Berio used some extended vocal techniques in this cycle, which include heavy breathing, humming and singing with the front teeth closed. According to Berio, Cries of London "can [...] be listened to as an exercise in musical characterization and dramatization". The singers are also expected to sing "instrumentally", without vibrato, although it calls for highly virtuosic abilities from the performers.

== Recordings ==

- The original vocal ensemble Swingle II, which included sopranos Catherine Bott and Olive Simpson, mezzo-sopranos Carol Hall and Linda Hirst, tenors John Potter and Ward Swingle, and basses David Beavan and John Lubbock, performed the world premiere recording of the piece in July 1976, at Decca Studio 3, in West Hampstead.

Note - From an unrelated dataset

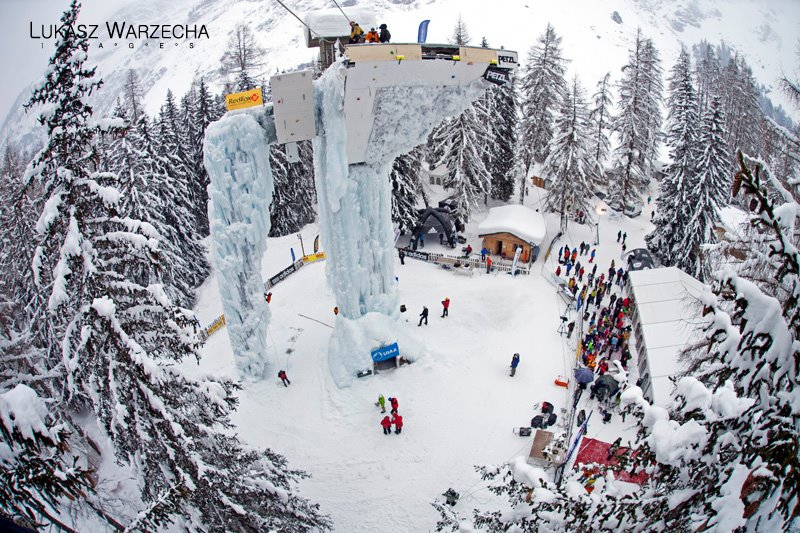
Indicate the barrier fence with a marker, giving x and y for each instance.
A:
(472, 261)
(219, 322)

The recording was released on vinyl in 1976 and CD in 1990.
- Sopranos Magnhild Korsvik and Ingeborg Dalheim, altos Mari Askvik and Astrid Sandvand Dahlen, tenors Øystein Stensheim and Håvard Gravdal, and basses Peder Arnt Kløvrud and Halvor Festervoll Melien, all of them members of the Norwegian Soloists' Choir, also recorded the piece at the Oslo Concert Hall in Oslo in September 2018. The recording was released by BIS Records in 2020.